As an additional consideration, I would need three channels, but only 1,2 or 4 seem to be supported, leaving one unused. How much am I hurting myself there, bandwidth-wise?

Thanks,
Andreas

In my application, using a single float4 tex fetch is faster than using 3 float texture fetches. You may find the same results in yours. I would suggest writing a quick microbenchmark that times kernels using both methods on a representative data set.

same for us, it seems like in hardware single layer texture reads are represented as cutting out a single chunk from a multi-channel read.

so we would suggest multi-layer textures instead of multiple textures.
Also consider packing multi-dimensional data into a single texture with offsets.

To my knowledge, there is no particular overhead in using a single channel texture. I have written kernels using single channel textures that have utilized the full device memory bandwidth available on the device.

When it comes to multiple single channel texture reads vs one multi-channel read, I think there is some extra overhead just from the fact that multiple texture reads are being performed.

you right, I did not say reading single channel texture is slow.
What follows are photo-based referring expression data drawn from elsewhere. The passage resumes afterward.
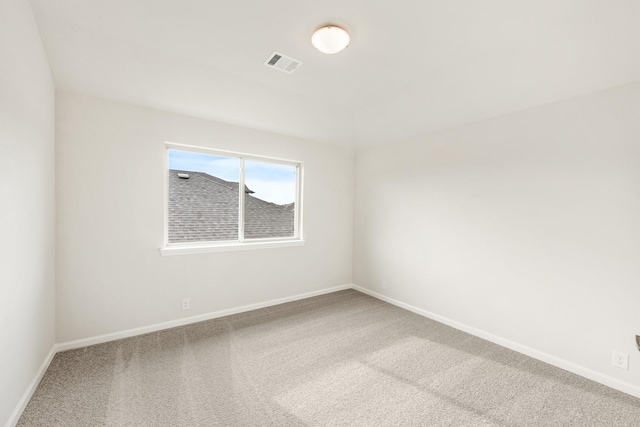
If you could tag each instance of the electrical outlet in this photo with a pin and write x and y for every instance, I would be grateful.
(620, 360)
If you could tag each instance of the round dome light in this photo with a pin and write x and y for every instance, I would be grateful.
(330, 39)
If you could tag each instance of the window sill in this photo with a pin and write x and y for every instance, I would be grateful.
(227, 247)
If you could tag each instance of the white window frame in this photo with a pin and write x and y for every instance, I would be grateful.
(242, 243)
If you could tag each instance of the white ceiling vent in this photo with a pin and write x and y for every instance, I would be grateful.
(282, 62)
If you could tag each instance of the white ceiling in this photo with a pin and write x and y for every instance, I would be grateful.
(413, 67)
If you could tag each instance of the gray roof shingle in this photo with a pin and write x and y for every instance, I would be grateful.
(205, 208)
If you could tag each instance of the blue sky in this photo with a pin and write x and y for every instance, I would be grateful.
(271, 182)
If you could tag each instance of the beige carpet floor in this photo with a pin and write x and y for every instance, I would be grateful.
(342, 359)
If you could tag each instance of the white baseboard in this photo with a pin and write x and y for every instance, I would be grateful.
(188, 320)
(601, 378)
(17, 412)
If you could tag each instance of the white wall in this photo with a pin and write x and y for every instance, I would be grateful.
(26, 204)
(110, 205)
(526, 226)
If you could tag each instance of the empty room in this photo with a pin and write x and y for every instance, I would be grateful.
(296, 213)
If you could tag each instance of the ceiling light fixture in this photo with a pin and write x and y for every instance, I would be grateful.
(330, 39)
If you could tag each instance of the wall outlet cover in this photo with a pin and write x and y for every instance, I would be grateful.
(620, 360)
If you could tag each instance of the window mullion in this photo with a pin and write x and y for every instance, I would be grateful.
(241, 196)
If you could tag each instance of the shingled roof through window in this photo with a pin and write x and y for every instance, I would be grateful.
(205, 208)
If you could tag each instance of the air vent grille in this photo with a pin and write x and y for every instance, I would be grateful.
(282, 62)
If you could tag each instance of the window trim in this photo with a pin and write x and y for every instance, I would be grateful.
(242, 243)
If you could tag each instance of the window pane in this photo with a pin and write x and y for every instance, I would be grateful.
(203, 197)
(270, 196)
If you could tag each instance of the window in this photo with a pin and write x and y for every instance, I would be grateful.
(223, 200)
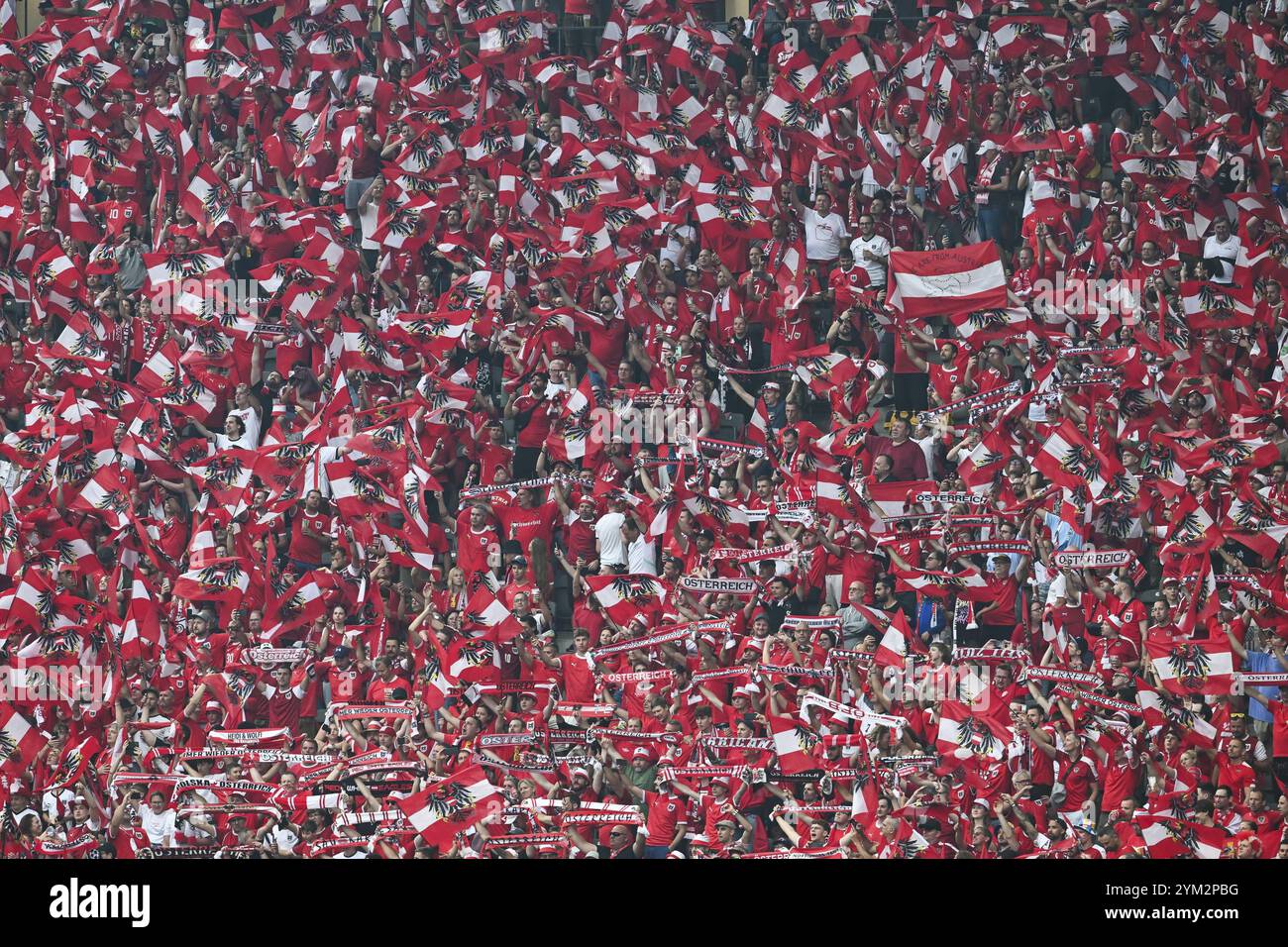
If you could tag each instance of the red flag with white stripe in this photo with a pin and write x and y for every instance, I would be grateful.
(451, 805)
(941, 282)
It’s just reading multi-channel is as fast as single, so the question is – in your code that achieves theoretical limits in bandwidth, can you try to insert multi-channel memory reads instead of single-channel

maybe you’d be able to get x3 of the theoretical bandwidth, ah? :)

and one more thing: when using only textures, one should get better performance than memory-limited algorithms, because textures are cached , so memory peak bandwidth limit doesn’t much apply to textures reads

No, you do not understand bandwith. A single channel texture read can achieve close to 80 Gib/s. A multichannel texture read can reach also close to 80 Gib/s (but a little closer than single channel). mutli-channel is as fast as single channel in throughput, but reading 1 float4 takes (almost) 4 times as long as reading a float.
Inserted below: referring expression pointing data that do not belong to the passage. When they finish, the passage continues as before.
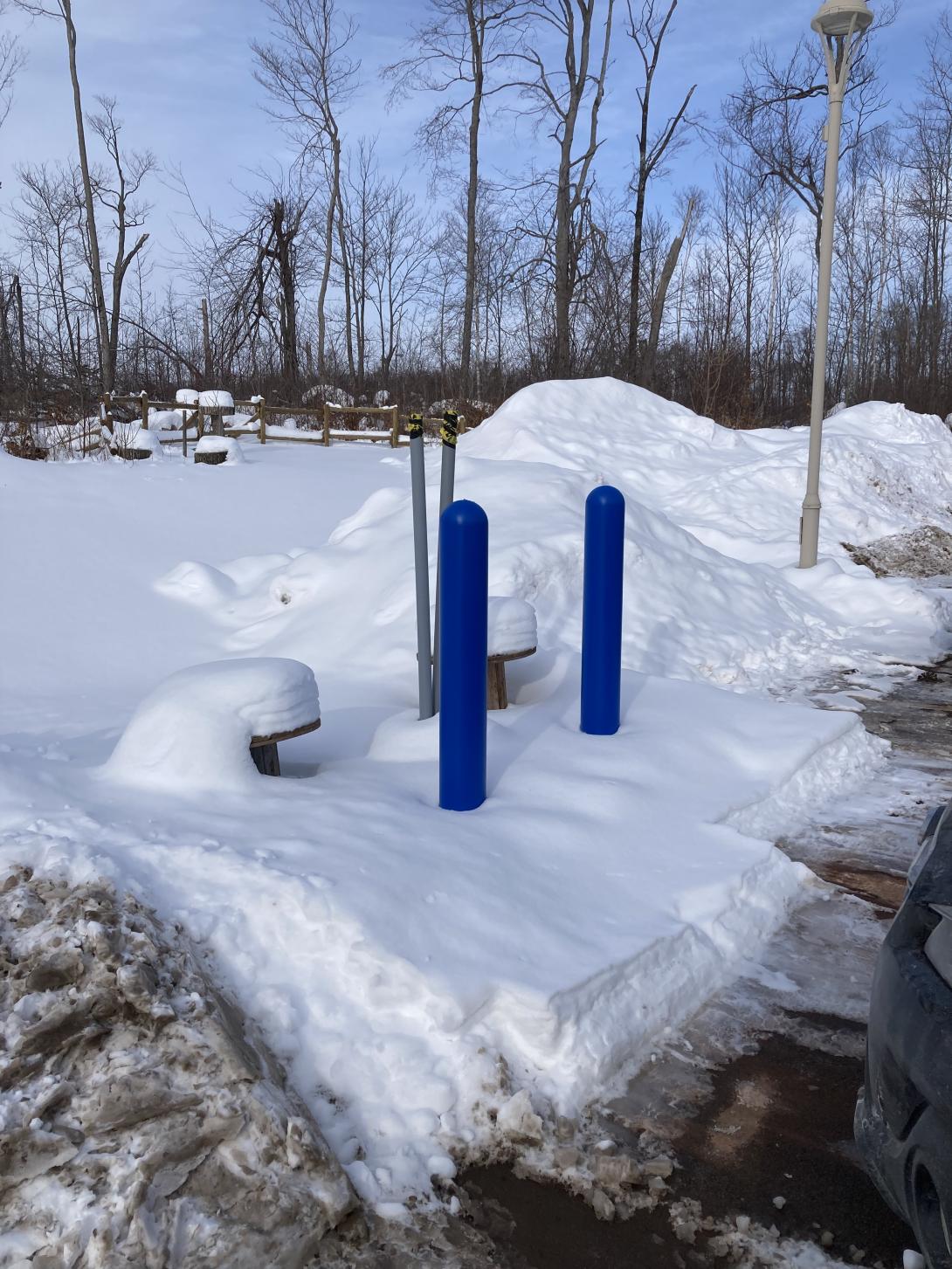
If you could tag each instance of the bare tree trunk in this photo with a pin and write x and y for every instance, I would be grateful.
(671, 264)
(206, 343)
(106, 364)
(471, 192)
(647, 33)
(333, 196)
Also peak memory bandwith applies just the same to textures, if you are hitting the cache all the time, you should have read the data coalesced, stored it in shared memory, and perform you calculations on shared mem instead.

I’ve never noticed the cache provide more than ~70 GiB/s. Consider this: the cache has enough room for 2000 floats and a multiprocessor is capable of executing 786 threads concurrently. If every thread reads a float4, that is 3072 floats read => values are likely to be flushed from the cache as warps work there way through the scheduler.

The cache acts more as an “almost coalesced memory reader”. If you have all threads within a warp read spatially local values with a texture, you will achieve 70 GiB/s. Temporal locality and spatial locality between warps matters little.

Has anyone compared reading a small (< 1000 element) lookup table from the texture cache (and/or the constant cache) to reading the same table from shared memory? I expect shared memory to be faster, but if the texture cache is within a factor of 2 of the shared memory, that could be a reasonable tradeoff if it frees up shared memory for other uses.

Also, does anyone know if the cache is shared between all the blocks on the multiprocessor? That is, if all of the blocks are reading similar regions (say from a lookup table), can one block obtain cached values that were fetched by another block? That would be another reason to consider putting lookup tables in textures/const memory.

I made that comparison a while ago. http://forums.nvidia.com/index.php?showtop…76&#entry256376

Looking back at it now, the memory access pattern is a little weird. A more application specific access pattern may have different results.